I struggled to comprehend and looked around if there was anybody there, but it was too dark to see. “There is no hope,” I screamed back into the storm. “Life is unjust and without reason.”

Lightning flashed again, then came a thunderclap so loud it felt like my eardrums would rupture. Everything around illuminated for a brief instant. I could see as if it was day. Rocks, bushes, more rocks, and in the far distance the sea below. And, right before me, a gaping abyss. Instantly, I knew where I was.

Carrybran Cliff.

One more step and I would have plummeted to my death.

The darkness returned and the raging wind kept pulling on me as if to cry, “Walk on, pilgrim, and die like your son.”

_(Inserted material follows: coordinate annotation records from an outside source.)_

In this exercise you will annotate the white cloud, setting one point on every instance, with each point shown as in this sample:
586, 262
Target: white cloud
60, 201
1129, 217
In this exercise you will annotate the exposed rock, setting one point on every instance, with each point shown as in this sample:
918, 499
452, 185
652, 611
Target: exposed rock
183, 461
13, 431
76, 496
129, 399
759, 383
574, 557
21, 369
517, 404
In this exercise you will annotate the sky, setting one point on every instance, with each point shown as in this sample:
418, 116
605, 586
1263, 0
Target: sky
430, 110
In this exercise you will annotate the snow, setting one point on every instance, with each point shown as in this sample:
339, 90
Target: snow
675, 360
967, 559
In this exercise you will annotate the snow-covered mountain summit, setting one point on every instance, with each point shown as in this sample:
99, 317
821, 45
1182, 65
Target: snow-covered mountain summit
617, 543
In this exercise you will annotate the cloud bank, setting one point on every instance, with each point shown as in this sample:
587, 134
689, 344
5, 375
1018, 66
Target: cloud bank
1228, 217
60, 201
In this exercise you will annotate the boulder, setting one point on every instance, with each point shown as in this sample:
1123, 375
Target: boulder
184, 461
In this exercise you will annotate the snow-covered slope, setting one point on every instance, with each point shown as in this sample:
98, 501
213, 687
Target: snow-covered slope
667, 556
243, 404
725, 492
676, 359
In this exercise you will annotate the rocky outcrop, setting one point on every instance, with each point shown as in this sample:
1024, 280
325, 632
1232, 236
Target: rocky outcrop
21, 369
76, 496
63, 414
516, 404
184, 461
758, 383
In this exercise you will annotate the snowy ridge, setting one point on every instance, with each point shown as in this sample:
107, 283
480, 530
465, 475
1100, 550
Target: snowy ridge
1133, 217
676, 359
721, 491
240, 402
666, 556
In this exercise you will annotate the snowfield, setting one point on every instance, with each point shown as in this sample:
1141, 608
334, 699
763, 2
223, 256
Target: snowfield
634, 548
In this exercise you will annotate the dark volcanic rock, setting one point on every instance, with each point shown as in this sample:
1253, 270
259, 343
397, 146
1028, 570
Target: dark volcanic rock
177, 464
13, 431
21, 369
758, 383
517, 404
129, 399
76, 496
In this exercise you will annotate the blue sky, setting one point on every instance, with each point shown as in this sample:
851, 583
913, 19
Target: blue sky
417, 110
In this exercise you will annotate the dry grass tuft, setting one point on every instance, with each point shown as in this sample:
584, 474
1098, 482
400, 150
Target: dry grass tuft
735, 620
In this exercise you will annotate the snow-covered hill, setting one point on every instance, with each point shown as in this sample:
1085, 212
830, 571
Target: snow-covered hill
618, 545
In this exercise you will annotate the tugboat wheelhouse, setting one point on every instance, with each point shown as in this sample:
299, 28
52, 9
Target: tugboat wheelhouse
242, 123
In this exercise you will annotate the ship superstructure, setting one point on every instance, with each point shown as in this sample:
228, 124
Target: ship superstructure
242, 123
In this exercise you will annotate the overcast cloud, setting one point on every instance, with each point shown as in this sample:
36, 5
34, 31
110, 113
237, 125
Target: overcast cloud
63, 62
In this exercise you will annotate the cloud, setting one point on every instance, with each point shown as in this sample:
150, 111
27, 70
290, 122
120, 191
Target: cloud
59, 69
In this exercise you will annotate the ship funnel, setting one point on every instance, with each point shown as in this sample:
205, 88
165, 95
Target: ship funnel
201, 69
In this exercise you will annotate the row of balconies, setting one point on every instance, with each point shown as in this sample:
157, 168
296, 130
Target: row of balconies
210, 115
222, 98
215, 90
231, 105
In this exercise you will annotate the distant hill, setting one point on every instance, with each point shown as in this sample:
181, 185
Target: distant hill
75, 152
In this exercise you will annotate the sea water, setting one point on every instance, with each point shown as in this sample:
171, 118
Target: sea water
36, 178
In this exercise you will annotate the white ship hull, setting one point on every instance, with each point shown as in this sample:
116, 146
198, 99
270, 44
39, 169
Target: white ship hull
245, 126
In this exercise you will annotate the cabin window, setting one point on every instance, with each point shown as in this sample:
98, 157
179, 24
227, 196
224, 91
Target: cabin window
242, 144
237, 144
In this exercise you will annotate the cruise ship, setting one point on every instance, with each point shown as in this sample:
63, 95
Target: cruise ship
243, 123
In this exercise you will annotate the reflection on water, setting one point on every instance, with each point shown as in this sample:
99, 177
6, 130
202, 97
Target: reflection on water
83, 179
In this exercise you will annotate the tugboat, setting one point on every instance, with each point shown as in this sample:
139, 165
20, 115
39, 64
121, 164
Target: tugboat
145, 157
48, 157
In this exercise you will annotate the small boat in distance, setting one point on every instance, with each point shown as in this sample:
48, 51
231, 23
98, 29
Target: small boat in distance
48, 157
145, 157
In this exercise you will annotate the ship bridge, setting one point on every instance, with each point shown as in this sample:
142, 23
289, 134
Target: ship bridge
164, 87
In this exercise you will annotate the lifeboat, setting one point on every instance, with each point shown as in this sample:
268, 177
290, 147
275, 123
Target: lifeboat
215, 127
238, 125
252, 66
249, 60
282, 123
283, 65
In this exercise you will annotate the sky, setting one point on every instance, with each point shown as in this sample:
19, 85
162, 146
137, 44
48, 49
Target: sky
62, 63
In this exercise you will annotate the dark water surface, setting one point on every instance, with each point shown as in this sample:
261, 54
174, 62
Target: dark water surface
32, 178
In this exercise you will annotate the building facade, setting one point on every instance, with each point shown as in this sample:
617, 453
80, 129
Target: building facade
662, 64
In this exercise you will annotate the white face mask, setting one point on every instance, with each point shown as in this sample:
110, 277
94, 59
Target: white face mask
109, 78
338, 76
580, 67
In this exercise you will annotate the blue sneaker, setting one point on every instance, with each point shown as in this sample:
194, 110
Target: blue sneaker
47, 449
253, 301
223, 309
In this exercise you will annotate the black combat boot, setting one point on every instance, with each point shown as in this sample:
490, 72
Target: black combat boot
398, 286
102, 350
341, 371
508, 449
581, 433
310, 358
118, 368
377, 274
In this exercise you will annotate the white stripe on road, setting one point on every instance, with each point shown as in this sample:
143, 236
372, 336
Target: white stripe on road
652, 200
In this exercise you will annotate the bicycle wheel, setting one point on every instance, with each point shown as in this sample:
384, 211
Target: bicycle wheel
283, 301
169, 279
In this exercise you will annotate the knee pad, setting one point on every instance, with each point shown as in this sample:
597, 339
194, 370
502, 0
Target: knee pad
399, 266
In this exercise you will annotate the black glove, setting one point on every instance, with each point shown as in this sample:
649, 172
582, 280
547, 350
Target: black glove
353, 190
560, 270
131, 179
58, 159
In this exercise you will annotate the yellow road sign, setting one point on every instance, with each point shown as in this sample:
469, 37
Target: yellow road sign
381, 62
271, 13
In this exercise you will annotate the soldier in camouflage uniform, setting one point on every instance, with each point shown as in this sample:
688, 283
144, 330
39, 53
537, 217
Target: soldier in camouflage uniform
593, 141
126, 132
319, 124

That would be easy. One more step and it would all be over. Gone my pain and gone my wavering faith that had brought me nothing.

“What’s your hope?” That voice had asked.

Was there really no hope?

“God,” I whispered in the dark, “Help me.”

Out of nowhere, a deep sense of rest welled up. No longer did I feel the biting rain or the wind tearing at my tired limbs. That’s when I saw the light.

Across the vast expanse of the sea, a tiny bright light appeared, rapidly growing in size and intensity as it sped towards me. I stared at it in wonder as it drew near, a radiant glow that deepened until I was bathed in a celestial luminescence beyond compare. Yet it did not hurt my eyes. And there, in the middle of the light was the face of my son, a smile on his lips. A healthy pink flushed his cheeks and an unfamiliar tenderness shone in his eyes, warming me.

As I felt myself shrink, the vision heightened; each detail becoming sharper, more vivid. Then I heard my son’s voice directly in my heart. He was only three, but he sounded so mature. “Daddy, the Father had need of a flower and so he plucked me for his garden. Do not grieve, for all shall be well.”

I couldn’t speak and at that instant, the light faded away. The vision was over. The rain returned, the wind still pulled on my hair and my clothes, yet a profound peace washed over me.

Now there were tears of gratitude as I peered over the edge of Carrybran Cliff, a mere ten inches from a terrifying drop. My heart was humbled but clean, as there, in the heart of darkness I truly found God, not in a change of circumstances, but in His quiet presence.